Let two mutually disjoint geodesics $L_1$ and $L_2$ in $\Bbb H$ be given, where $\Bbb H$ is an upper half plane in $\Bbb C$ with hyperbolic metric $\rho$. Then $\rho(z,w)$ is strictly convex on $\{(z,w)\in\Bbb C^2\mid z\in L_1,w\in L_2\}$. Equivalently, for every $z,z'\in L_1$ and every $w,w'\in L_2$, the inequality $$\rho(z_0,w_0)\leq{\rho(z',w')+\rho(z,w)\over 2}$$ holds, where $z_0$ and $\omega_0$ are the middle-points of $z$ and $z'$ and of $w$ and $w'$ (w.r.t the hyperbolic distance), respectively.
Proof. It suffices to show the inequality when $z\neq z'$. Let $L$ be the geodesic on $\Bbb H$ passing through $z_0$ and $w_0$. Let $\hat{z}',\hat{z}$ and $\hat{z}_0$ be points symmetric to $z,z'$ and $z_0$ respectively, with respect to $w_0$ (in the sense of the hyperbolic geometry). (The following figure replaces $\Bbb H$ by the unit disk and assume $w_0 =0$).

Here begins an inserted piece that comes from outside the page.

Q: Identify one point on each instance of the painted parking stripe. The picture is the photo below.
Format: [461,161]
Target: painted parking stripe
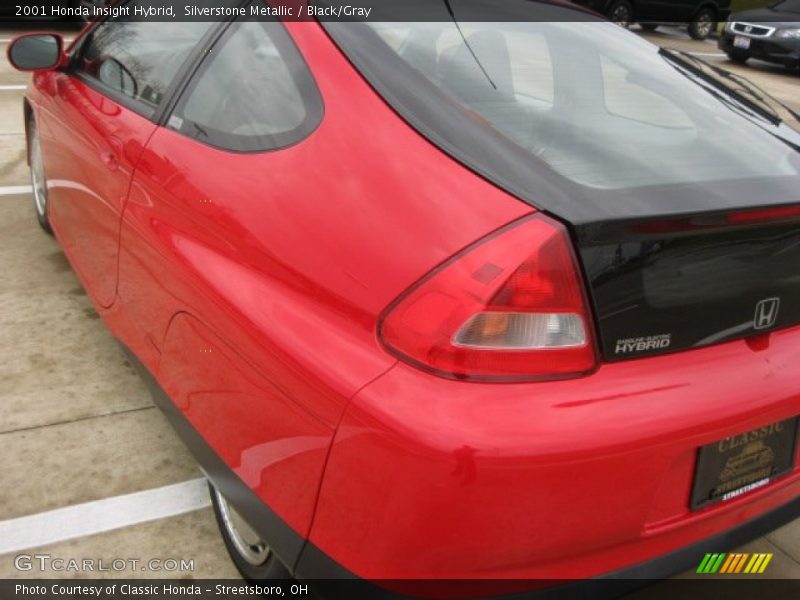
[102,515]
[15,190]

By the definitions, $\rho(z,w) = \rho(\hat{z}',w')$, and it is clear that
$$\rho(z',\hat{z}')\leq\rho(z',w')+\rho(w',\hat{z}').$$
On the other hand, let $\gamma_1$ and $\gamma_2$ be the elliptic elements of $\mathrm{Aut}(\Bbb H)$ of order two which have $z_0$ and $w_0$, respectively, as fixed points. $\color{red}{\text{Then the composition $\gamma_2\circ\gamma_1$ is a hyperbolic element with the axis $L$, and sends $z_0$ and $z'$ to $\hat{z}_0$ to $\hat{z}'$, respectively}}$. $\color{red}{\text{Hence we have $2\rho(z_0,w_0) = \rho(z_0,\hat{z}_0)<\rho(z',\hat{z}')$.}}$
The above red statements don't make sense to me. Especially, in the first statement, it says the composition of elliptic elements is hyperbolic. If $\gamma_1,\gamma_2$ are hyperbolic elements, we can conjugate in $\mathrm{Aut}(\hat{\Bbb C})$ so that $\hat{\gamma}_1:z\mapsto e^{i\theta}z$ and $\hat{\gamma}_2:z\mapsto e^{i\eta}z$ for some $\theta,\eta\in\Bbb R$. The square of the trace of $\gamma_2\circ\gamma_1$ can't exceed $4$ so can't be hyperbolic element. Even if the first red statement is true, I can't understand why it implies the second statement.